# Plants not pearling



## Northman (Apr 19, 2009)

Hi guys, Don't know why but I'm not getting any pearling. Can someone tell me why?

Here is the set up. 20G High, Coralife T5HO 48W (1 Floragrow 1 UltaSun), pressurized CO2 30ppm, EI dosing (10N, 2P and 20K) Fluorite substrate, 25% water change every week, clean filter pads every week, clean filter and hoses every month. I'm a Leo, I love long walks on the beach ... sorry, wrong forum.
Plant list: Blyxa japonica, Bolbitis Heudelotii, Cardamine lyrata, a few Cryptocoryne, Cyperus helferi (I think, that is what it was sold as), Echinodorus tenellus, Hygrophila corymbosa, Java Fern, Jave moss, Marsilea and Rotala green.
When I turn down the filter flow I can see just a few little bubbles floating from the plants, not much at all.
Is it the plants species I have? Everything is growing well and algae free.

Thanks for your help,
Northman


----------



## timwag2001 (Jul 3, 2009)

some of it is the species, some of your plants will pearl for sure though. do you hve a drop checker? 

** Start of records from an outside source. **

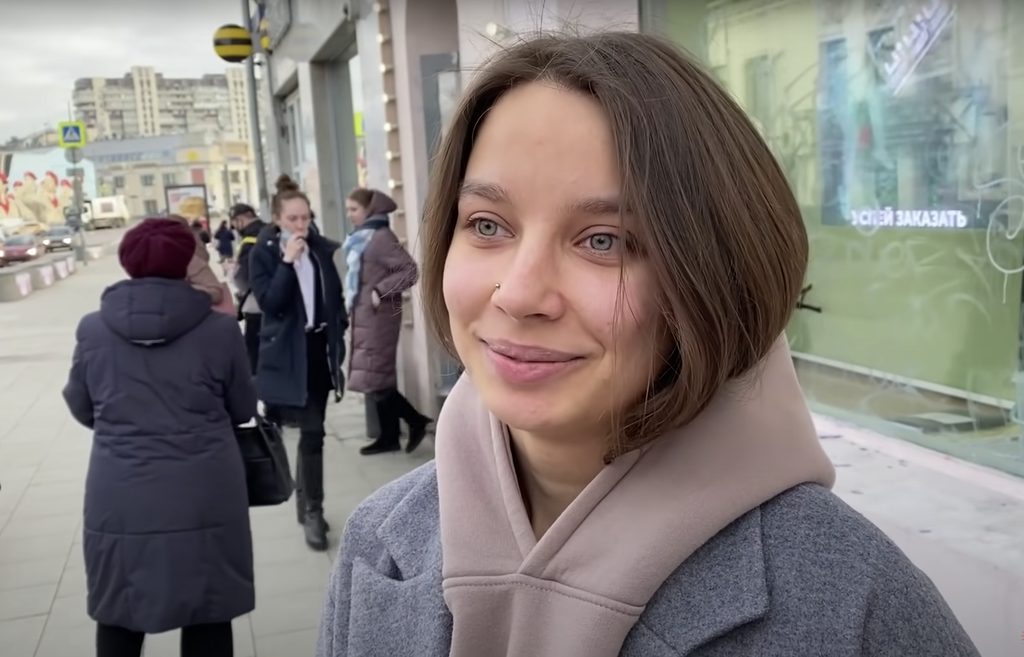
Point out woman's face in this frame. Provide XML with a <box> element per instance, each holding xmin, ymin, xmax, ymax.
<box><xmin>273</xmin><ymin>199</ymin><xmax>312</xmax><ymax>237</ymax></box>
<box><xmin>345</xmin><ymin>199</ymin><xmax>367</xmax><ymax>227</ymax></box>
<box><xmin>443</xmin><ymin>83</ymin><xmax>660</xmax><ymax>441</ymax></box>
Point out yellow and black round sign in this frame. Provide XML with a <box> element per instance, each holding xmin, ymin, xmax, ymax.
<box><xmin>213</xmin><ymin>25</ymin><xmax>253</xmax><ymax>63</ymax></box>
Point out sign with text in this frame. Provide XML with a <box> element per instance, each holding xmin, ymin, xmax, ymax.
<box><xmin>850</xmin><ymin>208</ymin><xmax>973</xmax><ymax>230</ymax></box>
<box><xmin>164</xmin><ymin>185</ymin><xmax>209</xmax><ymax>219</ymax></box>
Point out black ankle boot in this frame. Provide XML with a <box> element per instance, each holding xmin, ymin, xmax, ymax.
<box><xmin>359</xmin><ymin>438</ymin><xmax>401</xmax><ymax>456</ymax></box>
<box><xmin>295</xmin><ymin>453</ymin><xmax>306</xmax><ymax>525</ymax></box>
<box><xmin>302</xmin><ymin>454</ymin><xmax>328</xmax><ymax>552</ymax></box>
<box><xmin>295</xmin><ymin>454</ymin><xmax>331</xmax><ymax>533</ymax></box>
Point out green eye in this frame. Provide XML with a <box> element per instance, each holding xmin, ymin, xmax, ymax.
<box><xmin>587</xmin><ymin>233</ymin><xmax>616</xmax><ymax>251</ymax></box>
<box><xmin>476</xmin><ymin>219</ymin><xmax>498</xmax><ymax>237</ymax></box>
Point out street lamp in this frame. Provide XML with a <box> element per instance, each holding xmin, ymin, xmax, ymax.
<box><xmin>213</xmin><ymin>12</ymin><xmax>270</xmax><ymax>217</ymax></box>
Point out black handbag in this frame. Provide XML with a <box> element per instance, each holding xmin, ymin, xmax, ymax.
<box><xmin>234</xmin><ymin>418</ymin><xmax>295</xmax><ymax>507</ymax></box>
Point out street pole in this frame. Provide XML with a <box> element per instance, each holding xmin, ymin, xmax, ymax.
<box><xmin>71</xmin><ymin>153</ymin><xmax>89</xmax><ymax>266</ymax></box>
<box><xmin>66</xmin><ymin>100</ymin><xmax>89</xmax><ymax>266</ymax></box>
<box><xmin>241</xmin><ymin>0</ymin><xmax>270</xmax><ymax>217</ymax></box>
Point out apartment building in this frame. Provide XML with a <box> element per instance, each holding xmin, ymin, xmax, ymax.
<box><xmin>84</xmin><ymin>133</ymin><xmax>257</xmax><ymax>217</ymax></box>
<box><xmin>72</xmin><ymin>67</ymin><xmax>251</xmax><ymax>141</ymax></box>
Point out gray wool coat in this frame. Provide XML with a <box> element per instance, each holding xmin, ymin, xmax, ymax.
<box><xmin>62</xmin><ymin>278</ymin><xmax>256</xmax><ymax>630</ymax></box>
<box><xmin>348</xmin><ymin>223</ymin><xmax>419</xmax><ymax>393</ymax></box>
<box><xmin>316</xmin><ymin>463</ymin><xmax>979</xmax><ymax>657</ymax></box>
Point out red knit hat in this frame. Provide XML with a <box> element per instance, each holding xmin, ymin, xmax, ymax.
<box><xmin>118</xmin><ymin>214</ymin><xmax>196</xmax><ymax>280</ymax></box>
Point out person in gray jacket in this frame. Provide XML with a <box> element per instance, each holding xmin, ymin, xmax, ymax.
<box><xmin>64</xmin><ymin>219</ymin><xmax>256</xmax><ymax>657</ymax></box>
<box><xmin>317</xmin><ymin>32</ymin><xmax>978</xmax><ymax>657</ymax></box>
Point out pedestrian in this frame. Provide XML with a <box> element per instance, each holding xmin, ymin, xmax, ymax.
<box><xmin>63</xmin><ymin>219</ymin><xmax>256</xmax><ymax>657</ymax></box>
<box><xmin>316</xmin><ymin>32</ymin><xmax>978</xmax><ymax>657</ymax></box>
<box><xmin>213</xmin><ymin>216</ymin><xmax>234</xmax><ymax>276</ymax></box>
<box><xmin>344</xmin><ymin>188</ymin><xmax>432</xmax><ymax>454</ymax></box>
<box><xmin>168</xmin><ymin>215</ymin><xmax>225</xmax><ymax>306</ymax></box>
<box><xmin>228</xmin><ymin>203</ymin><xmax>266</xmax><ymax>370</ymax></box>
<box><xmin>249</xmin><ymin>175</ymin><xmax>348</xmax><ymax>551</ymax></box>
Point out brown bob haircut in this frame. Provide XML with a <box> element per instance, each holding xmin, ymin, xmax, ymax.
<box><xmin>422</xmin><ymin>32</ymin><xmax>807</xmax><ymax>461</ymax></box>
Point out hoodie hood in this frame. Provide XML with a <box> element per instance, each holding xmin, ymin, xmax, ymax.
<box><xmin>367</xmin><ymin>189</ymin><xmax>398</xmax><ymax>218</ymax></box>
<box><xmin>99</xmin><ymin>278</ymin><xmax>213</xmax><ymax>347</ymax></box>
<box><xmin>435</xmin><ymin>336</ymin><xmax>835</xmax><ymax>657</ymax></box>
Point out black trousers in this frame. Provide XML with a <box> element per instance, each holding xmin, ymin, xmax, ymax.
<box><xmin>243</xmin><ymin>312</ymin><xmax>263</xmax><ymax>377</ymax></box>
<box><xmin>371</xmin><ymin>388</ymin><xmax>427</xmax><ymax>444</ymax></box>
<box><xmin>96</xmin><ymin>622</ymin><xmax>234</xmax><ymax>657</ymax></box>
<box><xmin>297</xmin><ymin>332</ymin><xmax>334</xmax><ymax>456</ymax></box>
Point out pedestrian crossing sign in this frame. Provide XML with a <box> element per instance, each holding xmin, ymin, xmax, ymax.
<box><xmin>57</xmin><ymin>121</ymin><xmax>85</xmax><ymax>148</ymax></box>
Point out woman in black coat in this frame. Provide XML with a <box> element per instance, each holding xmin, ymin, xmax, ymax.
<box><xmin>249</xmin><ymin>175</ymin><xmax>348</xmax><ymax>551</ymax></box>
<box><xmin>62</xmin><ymin>219</ymin><xmax>256</xmax><ymax>657</ymax></box>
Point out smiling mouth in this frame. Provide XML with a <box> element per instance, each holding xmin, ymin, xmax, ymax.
<box><xmin>480</xmin><ymin>340</ymin><xmax>582</xmax><ymax>364</ymax></box>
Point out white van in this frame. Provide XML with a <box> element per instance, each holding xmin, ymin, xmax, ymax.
<box><xmin>82</xmin><ymin>195</ymin><xmax>131</xmax><ymax>230</ymax></box>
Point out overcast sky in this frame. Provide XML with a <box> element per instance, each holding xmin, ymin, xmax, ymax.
<box><xmin>0</xmin><ymin>0</ymin><xmax>242</xmax><ymax>143</ymax></box>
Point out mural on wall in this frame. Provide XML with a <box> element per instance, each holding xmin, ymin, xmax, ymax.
<box><xmin>0</xmin><ymin>148</ymin><xmax>96</xmax><ymax>225</ymax></box>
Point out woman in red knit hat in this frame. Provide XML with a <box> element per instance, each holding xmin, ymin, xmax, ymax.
<box><xmin>63</xmin><ymin>219</ymin><xmax>256</xmax><ymax>657</ymax></box>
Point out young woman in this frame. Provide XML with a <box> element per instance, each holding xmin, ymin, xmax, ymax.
<box><xmin>344</xmin><ymin>189</ymin><xmax>431</xmax><ymax>454</ymax></box>
<box><xmin>63</xmin><ymin>219</ymin><xmax>256</xmax><ymax>657</ymax></box>
<box><xmin>249</xmin><ymin>175</ymin><xmax>348</xmax><ymax>551</ymax></box>
<box><xmin>213</xmin><ymin>221</ymin><xmax>234</xmax><ymax>276</ymax></box>
<box><xmin>318</xmin><ymin>33</ymin><xmax>978</xmax><ymax>657</ymax></box>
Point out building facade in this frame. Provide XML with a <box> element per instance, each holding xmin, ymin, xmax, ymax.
<box><xmin>256</xmin><ymin>0</ymin><xmax>1024</xmax><ymax>475</ymax></box>
<box><xmin>72</xmin><ymin>67</ymin><xmax>251</xmax><ymax>141</ymax></box>
<box><xmin>644</xmin><ymin>0</ymin><xmax>1024</xmax><ymax>475</ymax></box>
<box><xmin>83</xmin><ymin>133</ymin><xmax>256</xmax><ymax>217</ymax></box>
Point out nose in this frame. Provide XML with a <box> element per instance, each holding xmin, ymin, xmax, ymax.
<box><xmin>490</xmin><ymin>242</ymin><xmax>565</xmax><ymax>321</ymax></box>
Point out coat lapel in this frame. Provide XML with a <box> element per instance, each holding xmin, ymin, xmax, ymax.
<box><xmin>622</xmin><ymin>509</ymin><xmax>769</xmax><ymax>657</ymax></box>
<box><xmin>348</xmin><ymin>468</ymin><xmax>452</xmax><ymax>657</ymax></box>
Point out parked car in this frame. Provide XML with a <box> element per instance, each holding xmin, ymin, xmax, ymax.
<box><xmin>0</xmin><ymin>234</ymin><xmax>46</xmax><ymax>264</ymax></box>
<box><xmin>42</xmin><ymin>226</ymin><xmax>75</xmax><ymax>252</ymax></box>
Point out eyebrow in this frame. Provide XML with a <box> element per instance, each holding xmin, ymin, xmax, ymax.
<box><xmin>459</xmin><ymin>179</ymin><xmax>622</xmax><ymax>216</ymax></box>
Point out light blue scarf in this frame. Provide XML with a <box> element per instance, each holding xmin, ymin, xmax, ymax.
<box><xmin>342</xmin><ymin>217</ymin><xmax>388</xmax><ymax>315</ymax></box>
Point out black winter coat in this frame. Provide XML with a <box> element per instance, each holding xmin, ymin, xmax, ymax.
<box><xmin>249</xmin><ymin>224</ymin><xmax>348</xmax><ymax>408</ymax></box>
<box><xmin>63</xmin><ymin>278</ymin><xmax>256</xmax><ymax>633</ymax></box>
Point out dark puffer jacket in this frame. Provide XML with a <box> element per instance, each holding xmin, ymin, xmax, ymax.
<box><xmin>63</xmin><ymin>278</ymin><xmax>256</xmax><ymax>633</ymax></box>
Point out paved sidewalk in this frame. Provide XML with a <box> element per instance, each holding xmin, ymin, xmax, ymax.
<box><xmin>0</xmin><ymin>247</ymin><xmax>1024</xmax><ymax>657</ymax></box>
<box><xmin>0</xmin><ymin>253</ymin><xmax>432</xmax><ymax>657</ymax></box>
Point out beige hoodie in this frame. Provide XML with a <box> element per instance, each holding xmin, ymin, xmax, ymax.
<box><xmin>168</xmin><ymin>215</ymin><xmax>224</xmax><ymax>306</ymax></box>
<box><xmin>436</xmin><ymin>337</ymin><xmax>835</xmax><ymax>657</ymax></box>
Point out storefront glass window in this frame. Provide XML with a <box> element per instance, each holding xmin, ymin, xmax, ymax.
<box><xmin>641</xmin><ymin>0</ymin><xmax>1024</xmax><ymax>476</ymax></box>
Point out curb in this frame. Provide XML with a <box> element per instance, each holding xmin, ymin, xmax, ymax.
<box><xmin>0</xmin><ymin>235</ymin><xmax>121</xmax><ymax>303</ymax></box>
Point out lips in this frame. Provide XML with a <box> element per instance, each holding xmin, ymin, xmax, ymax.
<box><xmin>483</xmin><ymin>340</ymin><xmax>580</xmax><ymax>363</ymax></box>
<box><xmin>481</xmin><ymin>341</ymin><xmax>584</xmax><ymax>386</ymax></box>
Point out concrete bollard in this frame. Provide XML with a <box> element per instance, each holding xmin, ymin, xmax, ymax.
<box><xmin>0</xmin><ymin>267</ymin><xmax>33</xmax><ymax>302</ymax></box>
<box><xmin>53</xmin><ymin>258</ymin><xmax>71</xmax><ymax>280</ymax></box>
<box><xmin>28</xmin><ymin>261</ymin><xmax>56</xmax><ymax>290</ymax></box>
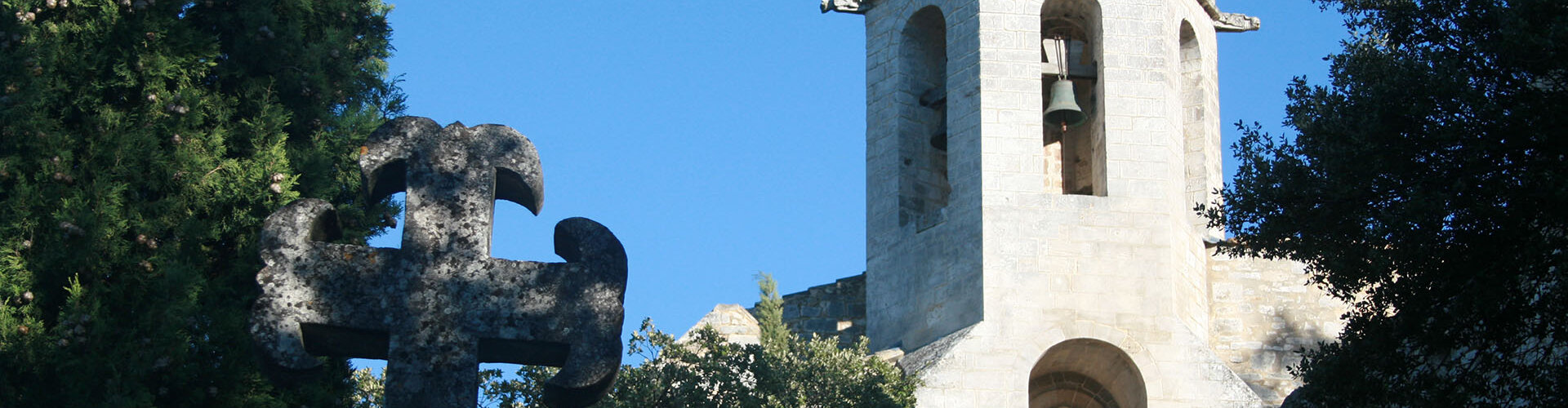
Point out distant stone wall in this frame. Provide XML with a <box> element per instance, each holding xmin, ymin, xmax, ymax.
<box><xmin>784</xmin><ymin>273</ymin><xmax>866</xmax><ymax>347</ymax></box>
<box><xmin>676</xmin><ymin>304</ymin><xmax>762</xmax><ymax>344</ymax></box>
<box><xmin>1209</xmin><ymin>255</ymin><xmax>1345</xmax><ymax>406</ymax></box>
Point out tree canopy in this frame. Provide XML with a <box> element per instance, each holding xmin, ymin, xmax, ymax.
<box><xmin>0</xmin><ymin>0</ymin><xmax>402</xmax><ymax>406</ymax></box>
<box><xmin>1205</xmin><ymin>0</ymin><xmax>1568</xmax><ymax>406</ymax></box>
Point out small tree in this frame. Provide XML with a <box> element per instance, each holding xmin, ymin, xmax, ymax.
<box><xmin>1207</xmin><ymin>0</ymin><xmax>1568</xmax><ymax>406</ymax></box>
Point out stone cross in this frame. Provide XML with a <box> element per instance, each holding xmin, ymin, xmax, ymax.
<box><xmin>251</xmin><ymin>118</ymin><xmax>626</xmax><ymax>408</ymax></box>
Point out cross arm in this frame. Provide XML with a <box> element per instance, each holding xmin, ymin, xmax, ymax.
<box><xmin>466</xmin><ymin>218</ymin><xmax>627</xmax><ymax>406</ymax></box>
<box><xmin>251</xmin><ymin>199</ymin><xmax>400</xmax><ymax>370</ymax></box>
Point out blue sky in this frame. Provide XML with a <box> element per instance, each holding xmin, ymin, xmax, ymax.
<box><xmin>359</xmin><ymin>0</ymin><xmax>1345</xmax><ymax>370</ymax></box>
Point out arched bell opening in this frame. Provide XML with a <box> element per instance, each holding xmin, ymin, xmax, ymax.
<box><xmin>1029</xmin><ymin>339</ymin><xmax>1147</xmax><ymax>408</ymax></box>
<box><xmin>1040</xmin><ymin>0</ymin><xmax>1106</xmax><ymax>196</ymax></box>
<box><xmin>897</xmin><ymin>7</ymin><xmax>953</xmax><ymax>231</ymax></box>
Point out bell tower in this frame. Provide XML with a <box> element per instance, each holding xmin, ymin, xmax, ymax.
<box><xmin>822</xmin><ymin>0</ymin><xmax>1259</xmax><ymax>408</ymax></box>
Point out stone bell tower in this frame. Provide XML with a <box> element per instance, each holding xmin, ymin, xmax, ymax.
<box><xmin>823</xmin><ymin>0</ymin><xmax>1335</xmax><ymax>408</ymax></box>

dont be concerned with not a lot of pearling. as long as your plants are healthy and no algae then you are in very good shape. do you see millions of little bubbles coming up when you look at a pond?


----------



## Northman (Apr 19, 2009)

That is a great point tim, I never thought of that. I have a drop checker. At lights out the air pump starts and stops 2 hrs before the lights go back on, right when my CO2 kicks in. After a few hrs of co2 the drop checker is a light green. I believe that's 30ppm, am I wrong? I don't know why I'm stuck on the pearling? I guess to me it is a sign of a healthy ecosystem but you are so right about the pond 
Be well ...


----------



## Centromochlus (May 19, 2008)

Northman said:


> I don't know why I'm stuck on the pearling?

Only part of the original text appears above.